I'm trying to drive MOSFETs with 3.3V PWM signal. Here is a (probably bad) circuit:
I know that a darlington is not the best thing to drive a mosfet with. But actually I need to drive many of them and the ULN2003A is very comfortable: 7 darlingtons in a single package, and it is cheap. I can buy them for $0.1/piece, whereas a dedicated MOSFET driver IC costs much more and can only drive a single MOSFET. In the above circuit, I have used R2=100 Ohm. I noticed that most circuits use at least 1K for pulling up the gate of the FET. But I want to be able to switch the FET relatively fast, at least 500Hz. The threshold voltage of the FET is about 2V, and the input capacitance is 1800pF. That is documented in its datasheet. What I don't see in the datasheet is the gate saturation voltage (maybe I'm looking at the wrong place). But I guess it is fully open at about 10V.
I may be totally wrong, but I tried to calculate the time needed to fully charge that capacitance through a 100 Ohm resistor:
It seems that it reaches 10V in 320uS. That gives me 1.6KHz max. switch frequency. The charge/discharge peak current is 120mA. It is way below what an ULN2003 can handle. Peak power on the resistor is 1.44W. Which is quite high, but I want to switch at 500Hz only, and it easy to get a 1W resistor. I guess the extra power discipation on the resistor pays of because it opens the FET much quicker. The ULN2003A collector-emitter saturation voltage is below 3V, input current is less than 1mA and it can sink 500mA – more than needed.
But I still feel that I'm missing something. Usually I do not see others driving FETs with darlingtons. That must not be by coincidence.

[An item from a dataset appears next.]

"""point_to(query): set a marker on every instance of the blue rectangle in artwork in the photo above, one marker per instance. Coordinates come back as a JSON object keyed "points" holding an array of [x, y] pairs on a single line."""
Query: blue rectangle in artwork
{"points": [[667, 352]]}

Am I missing something? Would this circuit work?
And once again: I know that a dedicated MOSFET driver IC would work better, but using 20 MOSFET drivers for $100 vs. using 7 darlingtons for less than $1 makes a big difference…
Best Answer
A 100 ohm resistor has a CR time of 180 ns when charging a 1.8 nF capacitor (the gate). 5 CR gets you easily to within about 99% of fully charged hence your rise time will be about 0.9 us.
I'd be a little concerned about the ULN2003A not properly turning the MOSFET off. According to the data sheet it will get down to about 1 volt with a 100 mA load and some MOSFETs might still be partially turned on even with 1 volt on the gate. I think you'll be OK with the IRF540 though.
If in doubt, you can always try the TPIC2701. It has 7 outputs and the same pin-out as the ULN200x but, importantly, the output switches on to near 0V because it uses a MOSFET with 0.5 ohms on resistance: -
In some applications you may not even need to use the IRF540.